At one point he does say he had sex with his aunt. That's pretty fucked up, but the reason he gives was that he was drunk and she looked good. It's hardly abuse, in fact, it's possible he raped his aunt, which isn't a reason for his insanity, it's proof of it. He has a disturbing view of women for sure, and they are often literally objects in front of him.

On that note - this is surely one of the more titty-filled flicks I've seen in a while. There are titties everywhere, with no discrimination: Prego titties, old busted titties, young bouncy titties, OK-looking fattie titties, it goes on and on. It's not like it's a very erotic movie, the titties are often not on beautiful women and it's not sensual at all. This is the point of getting into Freddie's head - there's a meaningless to it - it's not even crass or juvenile. The titties are just kind of there well, because Freddie likes titties.

"I love you, man."
In addition to the titties, there are a few other undercurrents of sexuality in this film. The close relationship between Lancaster and Freddie at times gets weirdly close and homosexual (their wrestling, the pain of their "break-up") - although this is decidedly one-sided on the part of Dodd. He clearly has someone other than his wife (Amy Adams) in mind, as when she gives him a surprise handjob after an evening of being close to both Freddie and many women ("Cum for ME" she says over and over again - as if to "right" him). His son-in-law is also fairly effeminate when contrasted with Freddie the Hyper-hetero - no small reason why his wife (and hell, just about everyone else who isn't Amy Adams) finds herself attracted to him. It's not totally overt, but there are some weird sexual desires, but it homosexuality, incest, or marital transgressions, underneath a lot of what's going on here (see also as I mentioned earlier, Freddie's fling with his aunt). We wouldn't lump homosexuality and incest into the same deviancy today, of course, but it's certainly analogous in the time and amongst the characters we see in this film.

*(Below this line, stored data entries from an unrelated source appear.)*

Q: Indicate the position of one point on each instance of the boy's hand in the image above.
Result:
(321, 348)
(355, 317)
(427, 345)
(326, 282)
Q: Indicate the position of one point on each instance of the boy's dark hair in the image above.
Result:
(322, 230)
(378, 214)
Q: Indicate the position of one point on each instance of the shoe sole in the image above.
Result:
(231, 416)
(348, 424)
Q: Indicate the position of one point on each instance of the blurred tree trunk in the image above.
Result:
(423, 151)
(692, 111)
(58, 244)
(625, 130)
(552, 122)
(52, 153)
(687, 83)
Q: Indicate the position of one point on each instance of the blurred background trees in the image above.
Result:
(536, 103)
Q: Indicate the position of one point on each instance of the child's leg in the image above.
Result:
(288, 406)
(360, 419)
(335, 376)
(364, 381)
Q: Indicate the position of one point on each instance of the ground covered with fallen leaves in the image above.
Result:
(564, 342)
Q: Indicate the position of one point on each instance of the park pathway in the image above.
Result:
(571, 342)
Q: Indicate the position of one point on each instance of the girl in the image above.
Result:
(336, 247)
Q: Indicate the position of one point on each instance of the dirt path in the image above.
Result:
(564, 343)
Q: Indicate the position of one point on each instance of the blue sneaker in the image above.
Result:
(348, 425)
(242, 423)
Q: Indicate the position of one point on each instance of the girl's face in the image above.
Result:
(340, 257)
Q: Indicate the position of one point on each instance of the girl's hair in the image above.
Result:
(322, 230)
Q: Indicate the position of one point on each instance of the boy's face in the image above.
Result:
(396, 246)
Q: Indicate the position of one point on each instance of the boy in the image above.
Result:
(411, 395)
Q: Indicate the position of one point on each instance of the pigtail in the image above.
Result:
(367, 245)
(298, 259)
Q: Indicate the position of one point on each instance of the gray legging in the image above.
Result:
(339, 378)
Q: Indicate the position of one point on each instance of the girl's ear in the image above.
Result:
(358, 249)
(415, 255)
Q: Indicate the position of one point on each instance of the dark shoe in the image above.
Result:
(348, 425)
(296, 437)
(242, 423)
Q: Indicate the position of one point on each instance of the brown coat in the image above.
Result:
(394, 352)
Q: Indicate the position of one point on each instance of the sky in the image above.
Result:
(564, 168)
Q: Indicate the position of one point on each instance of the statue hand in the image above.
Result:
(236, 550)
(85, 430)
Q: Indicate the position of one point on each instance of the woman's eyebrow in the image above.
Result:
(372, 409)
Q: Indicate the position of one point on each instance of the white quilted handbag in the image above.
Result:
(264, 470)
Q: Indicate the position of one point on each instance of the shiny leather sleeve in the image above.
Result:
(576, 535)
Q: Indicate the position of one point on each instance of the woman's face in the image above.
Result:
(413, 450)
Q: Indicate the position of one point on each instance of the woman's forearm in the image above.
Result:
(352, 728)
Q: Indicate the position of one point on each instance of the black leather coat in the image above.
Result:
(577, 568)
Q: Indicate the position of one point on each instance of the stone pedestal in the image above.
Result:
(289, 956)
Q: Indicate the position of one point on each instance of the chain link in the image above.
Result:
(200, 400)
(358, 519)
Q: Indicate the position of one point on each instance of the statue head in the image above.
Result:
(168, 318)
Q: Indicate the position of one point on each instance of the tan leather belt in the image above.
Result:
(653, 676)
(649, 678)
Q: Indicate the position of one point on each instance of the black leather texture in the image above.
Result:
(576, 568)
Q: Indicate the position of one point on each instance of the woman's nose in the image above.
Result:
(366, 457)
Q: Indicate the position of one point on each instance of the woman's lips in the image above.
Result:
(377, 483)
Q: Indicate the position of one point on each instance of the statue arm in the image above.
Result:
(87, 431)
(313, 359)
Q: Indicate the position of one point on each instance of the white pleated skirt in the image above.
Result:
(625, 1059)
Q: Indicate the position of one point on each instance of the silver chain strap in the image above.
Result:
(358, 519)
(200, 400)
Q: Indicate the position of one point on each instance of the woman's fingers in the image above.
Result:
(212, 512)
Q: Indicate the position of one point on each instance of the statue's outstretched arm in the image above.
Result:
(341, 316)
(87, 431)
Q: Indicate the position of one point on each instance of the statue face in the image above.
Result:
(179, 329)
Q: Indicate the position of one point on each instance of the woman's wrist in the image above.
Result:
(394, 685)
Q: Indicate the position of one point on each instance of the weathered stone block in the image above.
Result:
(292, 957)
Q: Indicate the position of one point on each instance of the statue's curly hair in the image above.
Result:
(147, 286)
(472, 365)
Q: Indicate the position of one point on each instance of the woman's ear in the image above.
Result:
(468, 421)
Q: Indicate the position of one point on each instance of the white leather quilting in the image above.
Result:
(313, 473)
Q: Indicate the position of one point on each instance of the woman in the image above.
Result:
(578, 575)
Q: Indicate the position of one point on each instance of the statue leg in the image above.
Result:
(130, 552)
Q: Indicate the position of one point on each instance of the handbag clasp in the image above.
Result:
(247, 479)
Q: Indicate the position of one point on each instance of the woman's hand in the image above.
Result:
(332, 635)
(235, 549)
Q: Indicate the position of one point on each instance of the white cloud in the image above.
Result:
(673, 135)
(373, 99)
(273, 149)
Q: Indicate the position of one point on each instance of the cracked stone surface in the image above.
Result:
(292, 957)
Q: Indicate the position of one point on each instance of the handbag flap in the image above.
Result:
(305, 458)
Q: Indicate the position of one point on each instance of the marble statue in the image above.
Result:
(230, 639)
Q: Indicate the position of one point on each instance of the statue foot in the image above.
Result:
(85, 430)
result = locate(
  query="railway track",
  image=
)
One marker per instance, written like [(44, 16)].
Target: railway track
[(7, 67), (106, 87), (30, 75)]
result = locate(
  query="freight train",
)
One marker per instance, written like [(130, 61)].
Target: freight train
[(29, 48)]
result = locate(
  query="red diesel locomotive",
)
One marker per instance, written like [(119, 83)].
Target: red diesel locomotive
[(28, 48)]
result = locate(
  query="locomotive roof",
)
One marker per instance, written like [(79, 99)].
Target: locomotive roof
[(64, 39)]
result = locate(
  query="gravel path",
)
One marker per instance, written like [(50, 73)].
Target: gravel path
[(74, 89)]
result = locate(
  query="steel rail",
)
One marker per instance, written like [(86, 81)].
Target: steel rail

So, there's some big questions at work here. Who is the master? Who is really the one suffering from psychosis? What the hell else was in Freddie's moonshine? This ultimately has less to say about Scientology than it does about the personal relationship and conflicts between the two male leads. It does indicate how charming and helpful Dodd is (think L. Ron) while simultaneously being a huge huge douche. There is a degree of instability lurking behind his calm facade, and as he works with Freddie, his jealousy and frustration over not reaching him causes him to become more Freddie-like than the other way around. Since neither bro really actually wants to change, though, their friendship / man-crush is over.